Thomas Boccellari: Investors who are worried about short-term interest rates increasing may consider iShares Floating Rate Bond ETF (FLOT)--a passively managed ETF that buys investment-grade floating-rate bonds. Issuers include U.S. agencies--such as Fannie Mae and Freddie Mac--financial institutions, and other high-quality issuers.
Traditional bond funds generally invest in fixed-rate bonds. This becomes troublesome in a rising-rate environment because of the inverse relationship between bond prices and interest rates. So, if interest rates are rising, your income level remains the same; however, prices adjust down, which can increase your principal loss.

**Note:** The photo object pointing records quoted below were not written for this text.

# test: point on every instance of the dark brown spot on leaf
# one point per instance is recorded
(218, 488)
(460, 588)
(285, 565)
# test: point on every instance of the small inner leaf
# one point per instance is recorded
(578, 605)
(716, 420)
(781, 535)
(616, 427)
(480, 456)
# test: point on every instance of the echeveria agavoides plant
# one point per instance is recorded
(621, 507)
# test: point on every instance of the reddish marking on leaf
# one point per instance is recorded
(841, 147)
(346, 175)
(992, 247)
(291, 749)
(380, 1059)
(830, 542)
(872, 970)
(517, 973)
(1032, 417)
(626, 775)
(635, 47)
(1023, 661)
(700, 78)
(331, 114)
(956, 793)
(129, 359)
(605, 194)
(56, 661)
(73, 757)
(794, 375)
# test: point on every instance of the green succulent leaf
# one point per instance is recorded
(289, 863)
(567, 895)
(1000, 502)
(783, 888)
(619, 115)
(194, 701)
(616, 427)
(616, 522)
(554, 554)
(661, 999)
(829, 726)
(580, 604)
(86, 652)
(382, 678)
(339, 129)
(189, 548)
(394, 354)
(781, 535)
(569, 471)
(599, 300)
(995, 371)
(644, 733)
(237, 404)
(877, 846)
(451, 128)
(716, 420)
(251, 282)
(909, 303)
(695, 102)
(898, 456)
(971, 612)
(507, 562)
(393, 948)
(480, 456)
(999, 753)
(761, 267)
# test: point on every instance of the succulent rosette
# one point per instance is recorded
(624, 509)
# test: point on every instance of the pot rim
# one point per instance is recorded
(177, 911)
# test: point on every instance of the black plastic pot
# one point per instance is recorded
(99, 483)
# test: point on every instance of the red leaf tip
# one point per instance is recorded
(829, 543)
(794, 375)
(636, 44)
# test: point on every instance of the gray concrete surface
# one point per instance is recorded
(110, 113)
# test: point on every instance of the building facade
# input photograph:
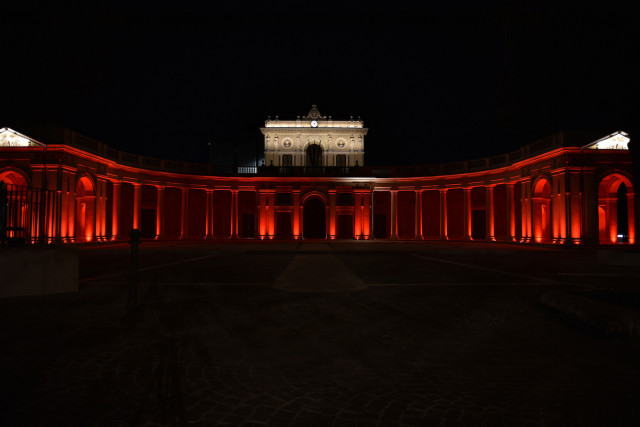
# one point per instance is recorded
(568, 188)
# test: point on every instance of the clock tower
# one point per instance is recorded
(314, 140)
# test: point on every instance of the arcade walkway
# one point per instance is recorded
(319, 333)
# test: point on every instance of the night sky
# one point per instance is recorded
(435, 85)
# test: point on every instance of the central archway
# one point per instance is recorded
(542, 211)
(314, 219)
(85, 210)
(616, 215)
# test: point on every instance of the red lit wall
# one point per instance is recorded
(455, 216)
(431, 214)
(406, 214)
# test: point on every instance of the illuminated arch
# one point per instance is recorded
(85, 208)
(14, 176)
(541, 209)
(609, 208)
(315, 193)
(315, 215)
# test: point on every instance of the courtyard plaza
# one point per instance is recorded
(324, 333)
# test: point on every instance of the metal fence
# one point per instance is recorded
(28, 215)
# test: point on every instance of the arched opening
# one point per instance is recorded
(85, 210)
(20, 212)
(616, 221)
(314, 155)
(12, 177)
(542, 211)
(314, 219)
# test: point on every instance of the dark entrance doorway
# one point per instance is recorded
(314, 155)
(315, 226)
(148, 224)
(478, 224)
(283, 225)
(345, 227)
(380, 226)
(622, 216)
(248, 226)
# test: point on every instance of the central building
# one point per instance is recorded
(314, 141)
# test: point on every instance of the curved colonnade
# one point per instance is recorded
(560, 194)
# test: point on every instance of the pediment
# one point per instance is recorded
(11, 138)
(616, 141)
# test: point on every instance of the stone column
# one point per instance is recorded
(137, 205)
(295, 227)
(234, 213)
(209, 213)
(357, 215)
(71, 213)
(332, 214)
(263, 214)
(526, 210)
(467, 213)
(184, 214)
(103, 209)
(490, 214)
(115, 211)
(418, 219)
(631, 214)
(394, 214)
(366, 215)
(443, 214)
(160, 212)
(271, 197)
(575, 201)
(511, 212)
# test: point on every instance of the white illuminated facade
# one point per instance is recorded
(11, 138)
(616, 141)
(314, 140)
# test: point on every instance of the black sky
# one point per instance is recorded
(438, 84)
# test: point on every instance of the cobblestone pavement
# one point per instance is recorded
(428, 335)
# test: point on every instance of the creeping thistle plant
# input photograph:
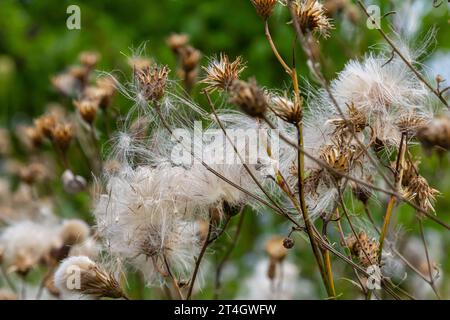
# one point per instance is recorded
(345, 160)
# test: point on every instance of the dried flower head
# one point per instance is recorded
(139, 63)
(410, 122)
(62, 135)
(221, 73)
(311, 17)
(87, 109)
(275, 248)
(264, 8)
(286, 109)
(338, 157)
(83, 276)
(249, 96)
(436, 134)
(73, 184)
(152, 82)
(365, 249)
(420, 191)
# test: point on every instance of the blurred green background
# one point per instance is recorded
(36, 44)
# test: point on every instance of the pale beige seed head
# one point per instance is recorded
(152, 82)
(311, 17)
(221, 73)
(74, 231)
(251, 98)
(93, 280)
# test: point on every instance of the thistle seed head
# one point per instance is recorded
(93, 280)
(276, 249)
(365, 249)
(62, 135)
(221, 73)
(251, 98)
(311, 17)
(436, 134)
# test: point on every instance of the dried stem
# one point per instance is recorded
(393, 199)
(227, 256)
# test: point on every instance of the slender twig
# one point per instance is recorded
(246, 167)
(393, 199)
(227, 255)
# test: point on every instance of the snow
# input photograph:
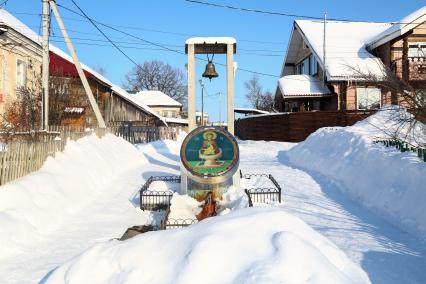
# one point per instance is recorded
(184, 207)
(176, 120)
(301, 86)
(388, 182)
(135, 101)
(156, 98)
(211, 40)
(249, 110)
(39, 203)
(74, 110)
(227, 249)
(400, 28)
(346, 54)
(274, 243)
(9, 20)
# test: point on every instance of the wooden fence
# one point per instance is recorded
(135, 133)
(295, 126)
(24, 152)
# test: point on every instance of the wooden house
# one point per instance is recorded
(327, 70)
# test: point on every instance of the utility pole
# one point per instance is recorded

Floating-rate bonds, however, adjust on a quarterly basis. This means that in the same rising-rate environment, your income level increases and your principal level actually remains the same. So, your income increases and you don’t have principal losses compared with fixed-rate short-term bond ETFs.
When compared with other floating-rate bonds like bank loans and bank-loan ETFs, they generally have a floor on the interest-rate level. So, that means as interest rates start to increase from these all-time lows, investors won’t get that benefit until the interest rate increases above 1%. This fund does not have that problem. So, investors will get that benefit right away.
At 20 basis points, this is the cheapest way to get exposure to floating-rate bonds and a great way to hedge against rising interest rates.